As comunidades indígenas de Aracruz iniciaram o período de colheita de mel. O projeto de meliponicultura (atividade de criação de abelhas nativas sem ferrão) é uma das atividades do Plano de Sustentabilidade desenvolvido pela Suzano, em parceria com o Centro de Desenvolvimento do Agronegócio e a Kambôas Socioambiental, que atende 1.385 famílias.

 

Destas famílias, cerca de 60 são participantes do programa de criação de abelhas sem ferrão e realizam a colheita do mel Tupyguá – marca sob a qual o produto é comercializado.
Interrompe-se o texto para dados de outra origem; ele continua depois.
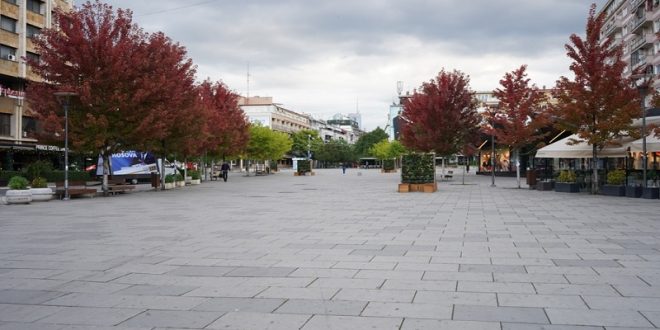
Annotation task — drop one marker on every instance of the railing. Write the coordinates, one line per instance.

Existem atualmente nas aldeias participantes 150 colônias em produção e a expectativa é de aproximadamente 360 quilos de mel. A meliponicultura traz de volta abelhas já quase extintas na região, como as espécies uruçu-amarela, jataí e mandaçaia.

 

A comercialização do mel Tupyguá é feita em três modelos: mel a granel, no valor de R$ 120,00 o quilo; mel refrigerado (embalagem de 180 gramas), no valor de R$ 25,00 a R$ 30,00 a embalagem; e o mel maturado, no valor de R$ 20,00 a embalagem de 130 gramas. Um grande comprador do produto é o Instituto ATÁ, do chef Alex Atala, que revende o mel no Mercado Municipal de Pinheiros, em São Paulo.